Part of the hesitancy is that COVID-19 infection numbers and daily death rates, while dramatically lower than the peak of the third wave, remain stubbornly steady despite a massive vaccination campaign that this week expanded to include every American over the age of 16. Combined with fear of vaccine-dodging variants and increasing concern that vaccine supply is on the verge of outpacing vaccine demand with only one-third of adult Americans fully inoculated, the White House’s COVID-19 team is holding fast.

“I appreciate that everybody’s getting tired of this pandemic—we’ve been in it for over a year, and we’re ready to move on with our lives,” Brewer said. “I think what the task force is grappling with is that our case numbers and now our deaths have stabilized a little bit… The fact that we were making progress for about two and a half months and then we seemed to stop, I suspect that’s what’s leading to the recommendations.”

But as more Americans begin to thoughtfully examine the straightforward weirdness of wearing a mask while walking to a restaurant or a bar, only to take it off when entering an indoor space where aerosolized transmission is at a much higher risk, continued messaging from the government about required outdoor mask-wearing risks turning people off the entire enterprise.

In an interview with CNN’s Jake Tapper on Wednesday, Slavitt acknowledged that the continued insistence on outdoor masking may not be in step with the reality on the ground.

“How much longer do I need to wear a mask outdoors by myself? How does it make sense for me to wear a mask walking down the street by myself?” Tapper asked, noting that he has been fully vaccinated for more than two weeks, long after the point when Dr. Rochelle Walensky, director of the CDC, indicated that people “do not carry the virus”—a statement that was later walked back. “I mean a lot of this is confusing to people. They hear, ’wait, I get vaccinated, and I still have to do all this stuff.’”

Slavitt called the issue of wearing masks outdoors while being allowed to take them off inside restaurants and bars “reasonable questions,” and suggested that at long last, the government may soon be willing to answer them.

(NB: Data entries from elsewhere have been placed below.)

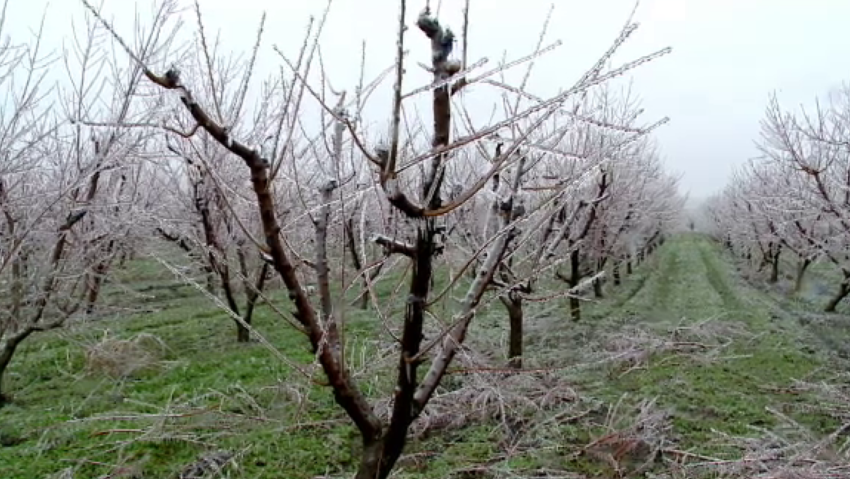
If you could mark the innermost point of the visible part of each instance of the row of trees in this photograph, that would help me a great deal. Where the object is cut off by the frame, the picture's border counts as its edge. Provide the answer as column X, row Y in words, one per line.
column 793, row 202
column 280, row 179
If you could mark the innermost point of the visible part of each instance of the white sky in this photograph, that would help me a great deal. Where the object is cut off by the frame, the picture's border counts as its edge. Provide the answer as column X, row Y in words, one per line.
column 728, row 55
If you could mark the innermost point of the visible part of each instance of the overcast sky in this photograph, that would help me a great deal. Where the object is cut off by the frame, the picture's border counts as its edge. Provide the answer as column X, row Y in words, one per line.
column 728, row 55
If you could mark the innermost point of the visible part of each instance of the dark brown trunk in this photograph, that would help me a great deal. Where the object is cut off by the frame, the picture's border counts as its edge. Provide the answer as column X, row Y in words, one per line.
column 597, row 289
column 6, row 358
column 842, row 293
column 513, row 304
column 802, row 266
column 351, row 242
column 774, row 268
column 575, row 271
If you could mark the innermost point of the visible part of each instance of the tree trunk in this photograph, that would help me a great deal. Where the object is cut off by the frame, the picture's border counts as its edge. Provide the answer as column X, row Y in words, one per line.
column 351, row 243
column 802, row 266
column 597, row 289
column 513, row 304
column 6, row 357
column 575, row 305
column 843, row 291
column 774, row 265
column 774, row 270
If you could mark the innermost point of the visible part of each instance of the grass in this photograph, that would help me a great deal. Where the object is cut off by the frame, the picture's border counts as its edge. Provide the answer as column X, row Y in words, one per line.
column 683, row 349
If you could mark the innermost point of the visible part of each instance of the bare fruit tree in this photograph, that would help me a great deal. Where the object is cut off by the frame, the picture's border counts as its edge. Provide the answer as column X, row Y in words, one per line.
column 795, row 197
column 69, row 181
column 404, row 178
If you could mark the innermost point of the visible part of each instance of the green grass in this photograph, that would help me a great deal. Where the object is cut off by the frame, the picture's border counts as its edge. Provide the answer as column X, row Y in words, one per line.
column 242, row 398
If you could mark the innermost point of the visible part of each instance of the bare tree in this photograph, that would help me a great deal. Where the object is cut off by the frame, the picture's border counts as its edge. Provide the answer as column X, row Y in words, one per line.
column 64, row 183
column 408, row 183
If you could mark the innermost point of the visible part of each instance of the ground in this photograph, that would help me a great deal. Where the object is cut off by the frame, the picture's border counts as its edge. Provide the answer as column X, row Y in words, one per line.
column 681, row 371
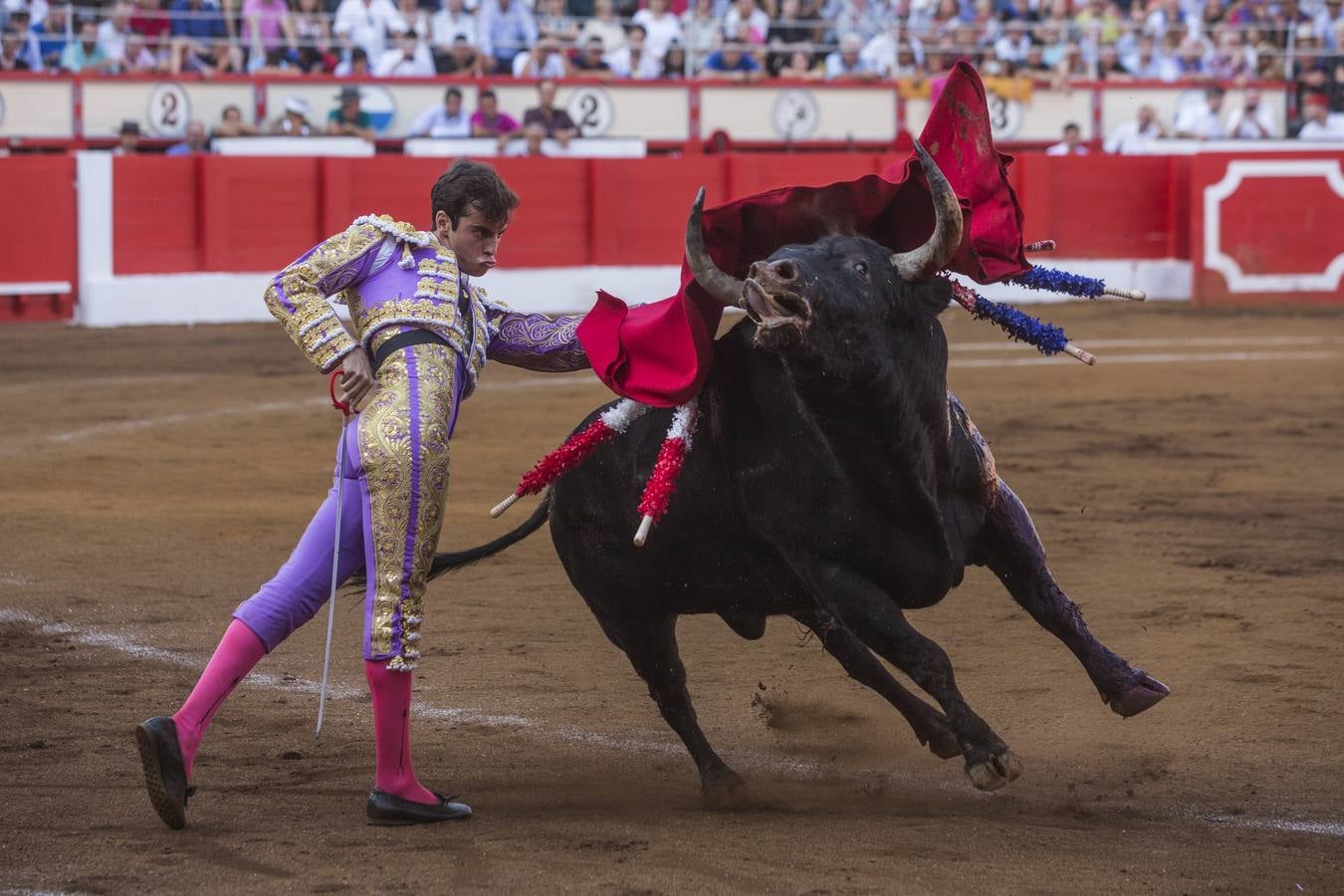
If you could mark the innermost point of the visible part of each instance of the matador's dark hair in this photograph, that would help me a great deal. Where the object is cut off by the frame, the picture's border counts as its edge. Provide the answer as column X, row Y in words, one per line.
column 471, row 184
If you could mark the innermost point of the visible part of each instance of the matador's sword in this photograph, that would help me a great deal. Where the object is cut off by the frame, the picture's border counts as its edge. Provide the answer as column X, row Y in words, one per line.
column 340, row 501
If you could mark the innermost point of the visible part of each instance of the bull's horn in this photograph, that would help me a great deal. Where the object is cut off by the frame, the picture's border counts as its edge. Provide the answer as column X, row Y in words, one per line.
column 707, row 274
column 930, row 258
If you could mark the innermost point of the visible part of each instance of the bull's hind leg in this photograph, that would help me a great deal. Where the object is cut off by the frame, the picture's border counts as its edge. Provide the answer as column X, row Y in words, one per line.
column 653, row 653
column 1012, row 550
column 929, row 724
column 878, row 621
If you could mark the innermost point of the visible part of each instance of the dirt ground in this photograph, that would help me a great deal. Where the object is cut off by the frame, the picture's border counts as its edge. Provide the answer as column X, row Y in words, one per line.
column 1189, row 488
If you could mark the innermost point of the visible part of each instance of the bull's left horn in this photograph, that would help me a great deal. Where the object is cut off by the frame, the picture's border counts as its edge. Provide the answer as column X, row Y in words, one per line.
column 707, row 274
column 930, row 258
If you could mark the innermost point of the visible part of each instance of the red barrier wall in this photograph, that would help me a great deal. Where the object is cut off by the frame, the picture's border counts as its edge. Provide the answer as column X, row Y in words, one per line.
column 257, row 214
column 37, row 233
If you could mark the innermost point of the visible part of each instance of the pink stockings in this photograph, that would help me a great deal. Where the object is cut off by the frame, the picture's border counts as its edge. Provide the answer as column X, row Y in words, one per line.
column 391, row 692
column 241, row 649
column 237, row 653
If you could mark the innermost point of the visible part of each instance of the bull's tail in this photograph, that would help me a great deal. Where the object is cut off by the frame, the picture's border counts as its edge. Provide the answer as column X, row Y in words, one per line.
column 457, row 559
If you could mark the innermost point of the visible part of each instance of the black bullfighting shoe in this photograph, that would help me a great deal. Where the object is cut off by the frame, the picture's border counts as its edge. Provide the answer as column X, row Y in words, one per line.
column 165, row 774
column 386, row 808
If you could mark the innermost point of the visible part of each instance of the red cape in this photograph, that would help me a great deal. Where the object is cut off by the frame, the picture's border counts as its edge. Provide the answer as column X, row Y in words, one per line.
column 660, row 353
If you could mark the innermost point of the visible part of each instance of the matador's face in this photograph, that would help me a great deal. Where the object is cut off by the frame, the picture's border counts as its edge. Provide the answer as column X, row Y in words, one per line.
column 475, row 241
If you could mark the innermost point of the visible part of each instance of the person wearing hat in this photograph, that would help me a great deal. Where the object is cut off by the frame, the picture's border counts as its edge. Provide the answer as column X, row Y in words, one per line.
column 1319, row 125
column 348, row 119
column 127, row 138
column 295, row 121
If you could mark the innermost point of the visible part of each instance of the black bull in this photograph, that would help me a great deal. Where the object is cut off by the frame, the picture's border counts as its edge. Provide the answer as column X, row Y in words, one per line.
column 833, row 480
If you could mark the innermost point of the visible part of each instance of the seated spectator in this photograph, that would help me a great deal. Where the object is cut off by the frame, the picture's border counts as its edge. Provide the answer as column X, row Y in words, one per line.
column 633, row 61
column 355, row 68
column 445, row 119
column 845, row 64
column 11, row 50
column 1014, row 43
column 200, row 39
column 531, row 144
column 732, row 64
column 463, row 60
column 295, row 122
column 1136, row 137
column 113, row 31
column 51, row 37
column 137, row 58
column 590, row 62
column 127, row 140
column 346, row 118
column 553, row 22
column 542, row 61
column 195, row 140
column 556, row 122
column 266, row 27
column 410, row 58
column 20, row 20
column 507, row 30
column 1201, row 119
column 1319, row 125
column 660, row 27
column 231, row 123
column 702, row 31
column 802, row 66
column 757, row 22
column 364, row 24
column 1254, row 119
column 452, row 22
column 488, row 121
column 1071, row 144
column 863, row 18
column 85, row 54
column 314, row 35
column 603, row 24
column 149, row 18
column 675, row 62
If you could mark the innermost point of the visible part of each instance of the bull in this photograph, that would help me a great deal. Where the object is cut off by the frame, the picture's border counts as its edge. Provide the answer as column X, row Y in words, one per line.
column 835, row 480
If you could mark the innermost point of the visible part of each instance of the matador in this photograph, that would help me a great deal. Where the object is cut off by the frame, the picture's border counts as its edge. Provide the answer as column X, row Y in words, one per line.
column 423, row 334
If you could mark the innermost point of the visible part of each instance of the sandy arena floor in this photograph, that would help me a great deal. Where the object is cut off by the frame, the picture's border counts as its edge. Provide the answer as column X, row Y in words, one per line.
column 1189, row 488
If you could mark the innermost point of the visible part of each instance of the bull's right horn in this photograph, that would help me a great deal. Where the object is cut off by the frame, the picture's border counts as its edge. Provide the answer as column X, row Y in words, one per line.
column 707, row 274
column 930, row 258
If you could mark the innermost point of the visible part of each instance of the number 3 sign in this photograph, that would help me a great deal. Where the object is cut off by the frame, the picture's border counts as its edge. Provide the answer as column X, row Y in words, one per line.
column 591, row 111
column 169, row 111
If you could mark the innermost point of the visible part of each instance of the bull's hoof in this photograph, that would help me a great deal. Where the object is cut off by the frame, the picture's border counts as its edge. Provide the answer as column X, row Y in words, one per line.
column 1139, row 693
column 988, row 772
column 941, row 742
column 723, row 791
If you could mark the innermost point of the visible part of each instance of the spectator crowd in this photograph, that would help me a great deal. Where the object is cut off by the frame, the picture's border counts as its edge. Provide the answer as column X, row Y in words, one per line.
column 1058, row 41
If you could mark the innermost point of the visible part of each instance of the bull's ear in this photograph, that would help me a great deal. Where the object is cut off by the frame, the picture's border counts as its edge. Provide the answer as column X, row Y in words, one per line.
column 924, row 300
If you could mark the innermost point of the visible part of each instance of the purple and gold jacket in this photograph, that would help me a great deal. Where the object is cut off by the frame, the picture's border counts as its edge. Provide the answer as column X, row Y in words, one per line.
column 387, row 273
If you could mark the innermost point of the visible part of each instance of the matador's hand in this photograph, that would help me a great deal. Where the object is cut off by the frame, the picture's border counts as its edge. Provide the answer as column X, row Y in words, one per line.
column 356, row 377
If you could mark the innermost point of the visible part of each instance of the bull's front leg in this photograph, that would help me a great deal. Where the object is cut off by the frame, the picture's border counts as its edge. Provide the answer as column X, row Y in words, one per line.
column 871, row 614
column 1010, row 549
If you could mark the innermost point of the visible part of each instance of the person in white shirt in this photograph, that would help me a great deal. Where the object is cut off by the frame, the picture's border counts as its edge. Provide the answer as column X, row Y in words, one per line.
column 1252, row 121
column 633, row 60
column 1136, row 137
column 410, row 58
column 449, row 23
column 364, row 23
column 445, row 119
column 1319, row 125
column 1071, row 144
column 660, row 26
column 1199, row 119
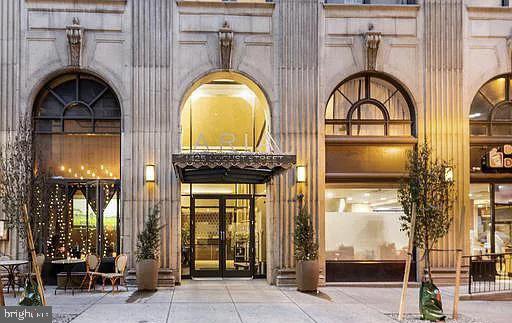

“I think they’re in the process of putting together further guidance,” Slavitt said, admitting that while the CDC is “not always going to be as fast as everybody wants them to be,” he is “quite confident that over the next couple of weeks and months those questions will be answered, those guidelines will absolutely loosen.”

Some states aren’t in the mood to wait, however. On Wednesday, Gov. Gary Cooper of North Carolina issued a stick-and-carrot statement promising that the state’s mask mandate would be lifted entirely once two-thirds of the state’s citizens are vaccinated—the kind of reward that could make a huge difference in combating growing vaccine hesitancy.

“Public health officials should hold out the hope and expectation that in the near future vaccinated individuals can enjoy the outdoors without wearing a mask,” Gostin said. “That would comport with scientific findings showing the risk is negligible.”

Dr. Anthony Fauci, the president’s chief medical adviser and director of the National Institute of Allergy and Infectious Diseases, told reporters this week that “we all want normalcy in America” like other countries have begun to experience, pointing to Israel’s decision to rescind its outdoor mask mandate on Sunday.

But, Fauci said, pointing to a graph showing that nearly two-thirds of Israelis had received at least one dose of the vaccine, “the highway to that normalcy is vaccination.”

“We can get there,” Fauci said. “And every single day, as we get 3 to 4 million people vaccinated, we get closer and closer to that normalcy.”

In the meantime, though, the social science of setting a good example may outweigh the hard science showing that outdoor exposure isn’t as much of a risk.

Brewer, for example, still wears a mask when he walks his dogs in the morning, despite being fully vaccinated and despite his dogs’ leashes providing a helpful six-foot measuring stick.

“I do that as much to set as an example, as because of concern about risk,” Brewer said. “The chances are extremely low that I would become infected, especially now that I’m vaccinated… Really, I do it to set an example.”